Poi, dopoché una tomba gli fu innalzata dai Greci in riva al mare, si dice che Teti trasportasse il corpo fino alla foce del Danubio, nell’Isola Bianca, e che là Achille continui a vivere una vita misteriosa. I marinai, passando vicino a questa isola, sentivano durante il giorno un continuo sbattere di armi e, la notte, un rumore di coppe che si urtavano e i canti di un eterno banchetto. Si dice anche che nei Campi Elisi Achille si sarebbe spostato con Medea, o con Ifigenia, con Elena, o con Polissena. Si diceva anche che, prima della partenza dei Greci, una volta presa Troia, una voce fosse uscita dalla tomba di Achille, e avesse chiesto che si sacrificasse Polissena alla memoria dell’eroe.
Il ricordo d’Achille era rimasto ben vivo nell’immaginazione popolare dei Greci e il suo culto era molto diffuso nelle isole, come sul continente asiatico, teatro delle sue imprese.

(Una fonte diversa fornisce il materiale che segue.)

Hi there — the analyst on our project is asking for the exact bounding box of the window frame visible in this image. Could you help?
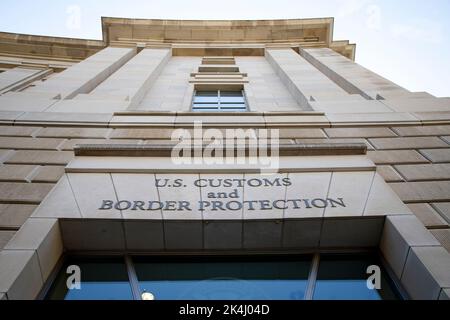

Il ritratto omerico d’Achille è quello di un giovane molto bello, dai capelli biondi, dagli occhi sfavillanti, dalla voce potente. E’ inaccessibile alla paura. La sua passione più forte è la gioia di combattere. E’ violento, ama soprattutto la gloria. Ma la sua natura ha lati più dolci; quasi teneri. Musicista, sa lenire gli affanni con la lira e il canto. Ama l’amico Patroclo, e Briseide, con la quale viveva una vita d’amore condiviso. Crudele allorché fa giustiziare i prigionieri troiani ed esige, dall’oltretomba, che gli si sacrifichi Polissena sulla tomba, è ospitale e piange con Priamo quanto quest’ultimo viene a richiedergli il corpo del figlio. Egli stesso, negli Inferi, gode nel sapere che il figlio Neottolemo è valoroso. Venera i genitori, si confida alla madre e, quando conosce la volontà degli dei, non tarda a metterla ad esecuzione. Malgrado tutti questi tratti umani, Achille è passato, agli occhi dei filosofi ellenisti, particolarmente degli stoici, per il tipo d’uomo violento, schiavo delle proprie passioni, e lo si oppone volentieri ad Ulisse, il saggio per eccellenza. Si conosce anche il culto votato da Alessandro il Grande ad Achille, ch’egli prendeva per modello. Entrambi morirono giovani.
Achille ha ispirato un gran numero di opere letterarie dell’antichità dall’Iliade all’Achilleide di Stazio. Figura in parecchie tragedie, particolarmente l’Ifigenia in Aulide d’Euripide.